Hyperoside attenuates sepsis-induced acute lung injury by Nrf2 activation and ferroptosis inhibition.

Sepsis-induced acute lung injury (ALI) is a life-threatening condition associated with high morbidity and mortality rates in intensive care units (ICUs). Emerging evidence from clinical studies suggests that compounds derived from traditional Chinese medicine (TCM) have shown promising therapeutic effects in treating sepsis-induced ALI. Hyperoside is a bioactive compound extracted from TCM. Prior studies reported that hyperoside exhibits potent anti-inflammatory, antioxidant, and organ-protective properties, however, the underlying mechanisms of its effects on ALI remain unclear.
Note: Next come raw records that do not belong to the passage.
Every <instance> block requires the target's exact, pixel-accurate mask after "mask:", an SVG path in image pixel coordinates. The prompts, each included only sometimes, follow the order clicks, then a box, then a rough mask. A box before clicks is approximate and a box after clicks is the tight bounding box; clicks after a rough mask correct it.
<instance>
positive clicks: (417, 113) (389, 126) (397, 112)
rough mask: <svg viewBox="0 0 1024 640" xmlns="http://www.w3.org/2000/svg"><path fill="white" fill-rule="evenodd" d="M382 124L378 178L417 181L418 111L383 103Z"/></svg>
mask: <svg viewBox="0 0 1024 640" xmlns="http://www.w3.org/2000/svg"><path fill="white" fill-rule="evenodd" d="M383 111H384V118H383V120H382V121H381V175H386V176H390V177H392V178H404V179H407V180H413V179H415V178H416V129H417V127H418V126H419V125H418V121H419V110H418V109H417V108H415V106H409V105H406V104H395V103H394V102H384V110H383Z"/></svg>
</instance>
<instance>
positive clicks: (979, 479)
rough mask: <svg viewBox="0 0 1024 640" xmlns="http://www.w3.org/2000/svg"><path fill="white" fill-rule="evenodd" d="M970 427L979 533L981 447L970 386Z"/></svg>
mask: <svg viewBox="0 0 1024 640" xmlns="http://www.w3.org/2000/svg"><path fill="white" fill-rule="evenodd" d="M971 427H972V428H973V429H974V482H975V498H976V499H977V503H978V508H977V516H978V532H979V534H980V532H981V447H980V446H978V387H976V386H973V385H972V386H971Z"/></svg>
Hyperoside pretreatment significantly reduced inflammation, iron accumulation, and lipid peroxidation in the pulmonary tissues of ALI mice induced by CLP and in LPS-stimulated MLE-12 cells. In particular, hyperoside preferentially binds with Keap1 at Arg380 and Arg415, thereby inhibiting the ubiquitin-mediated degradation of nuclear Nrf2, promoting its translocation to the nucleus, and leading to upregulation of anti-ferroptosis gene expression. Moreover, the protective effects of hyperoside were significantly abrogated after Nrf2 expression was silenced or its activity was inhibited by chemical inhibitors, highlighting that Nrf2 is critically involved in the impact of hyperoside. This study confirms that hyperoside exhibits a therapeutically protective effect against sepsis-induced ALI by inhibiting ferroptosis through Nrf2-mediated signaling pathway. Hyperoside acts as an Nrf2 activator by preferentially binding to Arg380 and Arg415 of Keap1 and disrupting the Keap1/Nrf2 interaction.